The Enid News and Eagle, Enid, OK

September 5, 2013

Why would anyone live in Oklahoma?

By Jeff Mullin, columnist
Enid News and Eagle

ENID, Okla. — It was a simple question. Direct and to the point, asked not to produce a thoughtful answer, but instead to elicit laughter.

On Wednesday night, Gary England, the recently retired TV weather legend who kept us advised about our state’s rapidly changing sky conditions for more than 40 years, appeared on Comedy Central’s “Colbert Report.”

Naturally, the talk quickly turned to tornadoes, specifically the killer storms that devastated the state this past May.

It was then that Colbert asked the key question of the interview: “Why does anyone live in Oklahoma?”

“Well, that’s just occasionally,” was England’s answer, referring to the fact that, mercifully, tornadoes are far from a daily occurrence. The crowd laughed.

But that left the question unanswered. Why does anyone live in Oklahoma?

We do have volatile weather. Our springs are stormy, our summers usually blistering and our winters can be fraught with frigid temperatures, snow and ice.

Oklahoma also has more than its share of natural disasters, from severe storms, to wildfires, to earthquakes. We have yet to experience a tsunami, so that’s in our favor.

The question is infuriating because it implies we are defined by our weather. That’s only part of the puzzle.

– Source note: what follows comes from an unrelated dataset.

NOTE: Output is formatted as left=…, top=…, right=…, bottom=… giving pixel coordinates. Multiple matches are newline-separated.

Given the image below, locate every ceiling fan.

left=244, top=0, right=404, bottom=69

There are roughly 3.8 million of us, based on the 2012 Census Bureau estimate, living in 1.67 million households.

The majority of those people are gems.

When disaster strikes, Oklahomans respond. In times of trouble, Oklahomans reach out. In times of need, Oklahomans care. That is, after all, the Oklahoma Standard.

And in the aftermath of unthinkable tragedy, Oklahomans stand strong.

In terms of charitable giving, Oklahoma is No. 11 in the country, with residents donating 5.6 percent of their income in 2012. Between 30.1 and 35 percent of us volunteered for something in 2012.

Our state is the 20th largest in the country, spanning 69,903 square miles, 24 percent of which is covered by forest. Of the rest, 1,224 square miles is covered by water, giving the state 11,611 miles of shoreline, more than the non-tidal coasts of the Atlantic and Gulf of Mexico. Oklahoma has four mountain ranges and more ecological regions per square mile than any other state.

Oklahomans are credited with inventing voice mail (Gordon Matthews, a Tulsa native), the personal computer (Edward Roberts, an Oklahoma State grad), the parking meter (Carl Magee), the yield sign (Clinton Riggs of Tulsa), the shopping cart (Sylvan Goldman) and the electric guitar (Beggs’ Bob Dunn).

Oklahoma gave birth to Will Rogers, Woody Guthrie, Johnny Bench, Garth Brooks, Ralph Ellison, James Garner, Chester Gould, Paul Harvey, Ron Howard, Tony Hillerman, Mickey Mantle, Jim Thorpe, Reba McIntire, Patti Page, Brad Pitt, and many more.

Oklahoma’s cost of living is low, No. 1 in the nation according to the 2013 ranking of the best states to live in, as compiled by CNBC. Between 2006 and 2010, the state’s gross domestic product grew by 10.6 percent, even in the midst of the great recession. That’s why CNBC rates us as No. 2 in terms of the cost of doing business.

The state’s unemployment rate is 5.3 percent, while the national rate is 7.4 percent.

Oklahoma boasts more miles of the original “Mother Road,” Route 66, than any other state. The road spans about 400 miles across Oklahoma.

And that’s not to mention football, or the Thunder, for that matter.

Not that we’re perfect, far from it. We rank far too low in overall health, too low in life expectancy, far too high in obesity, smoking and diabetes, far too low in teacher pay, way too high in unwed mothers and far too high in underage drinking.

But other states have their issues, as well. We could easily ask, “Why does anyone live in California?” with its sky-high cost of living, crazy traffic, crazier people and earthquakes, or “Why does anyone live in North Dakota?” with its harsh winters and miles and miles of miles and miles, or Texas, or New York, or any other state, for that matter.

So what’s the answer? What would you reply if someone asked you, “Why does anyone live in Oklahoma?”

I’ve got an answer. Because it’s home.